They say each inmate is escorted by a correction officer, but the officers' union says they're dealing with their own onslaught of attacks.

City numbers show assaults on staff at Rikers are up almost 25%.

The federal monitor last week wrote to a federal judge, saying, "Excessive and unchecked staff absences has led to other officers having to work double and triple shifts, further compromising the safety of the Facilities."

They added that this year, there have been four presumed in-custody suicides, the deterioration of basic security protocols and the denial of basic services.

"Judges are setting bail on cases where bail should not be set.
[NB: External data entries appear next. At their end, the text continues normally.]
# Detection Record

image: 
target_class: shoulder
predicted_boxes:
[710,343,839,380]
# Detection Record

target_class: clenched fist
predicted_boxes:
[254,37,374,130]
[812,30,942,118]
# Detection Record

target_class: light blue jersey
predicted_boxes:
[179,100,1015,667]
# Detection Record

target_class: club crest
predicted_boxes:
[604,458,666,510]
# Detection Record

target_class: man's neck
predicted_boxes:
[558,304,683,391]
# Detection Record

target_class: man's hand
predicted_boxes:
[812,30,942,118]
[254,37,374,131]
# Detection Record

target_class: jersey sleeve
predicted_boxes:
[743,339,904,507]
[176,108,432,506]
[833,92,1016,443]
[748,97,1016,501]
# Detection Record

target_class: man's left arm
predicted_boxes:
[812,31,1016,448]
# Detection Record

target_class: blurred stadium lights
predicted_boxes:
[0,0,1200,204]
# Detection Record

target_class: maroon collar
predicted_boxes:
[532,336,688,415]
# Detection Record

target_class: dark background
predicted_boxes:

The result is overcrowding at Rikers Island," said Brent Low, staff attorney for Neighborhood Defender Service of Harlem.

The Department of Correction says the number of officers absent without official leave increased 300% from last summer.

CBS2's Lisa Rozner took the issue to Mayor Bill de Blasio.

"This situation, from what I'm hearing, is very urgent, so what can you do right now?" she asked.

"We've reduced absenteeism radically through that process already and more to come. So we're going to have more officers where we need them, when we need them. Any responsibilities that we can shift off officers to civilians or others we will," de Blasio said.

Correction officers get unlimited sick time, but their union disputes any allegation that that time is being abused.

The union president told CBS2 in part, "If there is any protest going on, it's Mayor de Blasio's continued refusal to hire the 2,000 Correction Officers that we need to end our staffing crisis."

The city says 400 officers are being hired in the fall. The DOC is holding a press conference on the situation Thursday.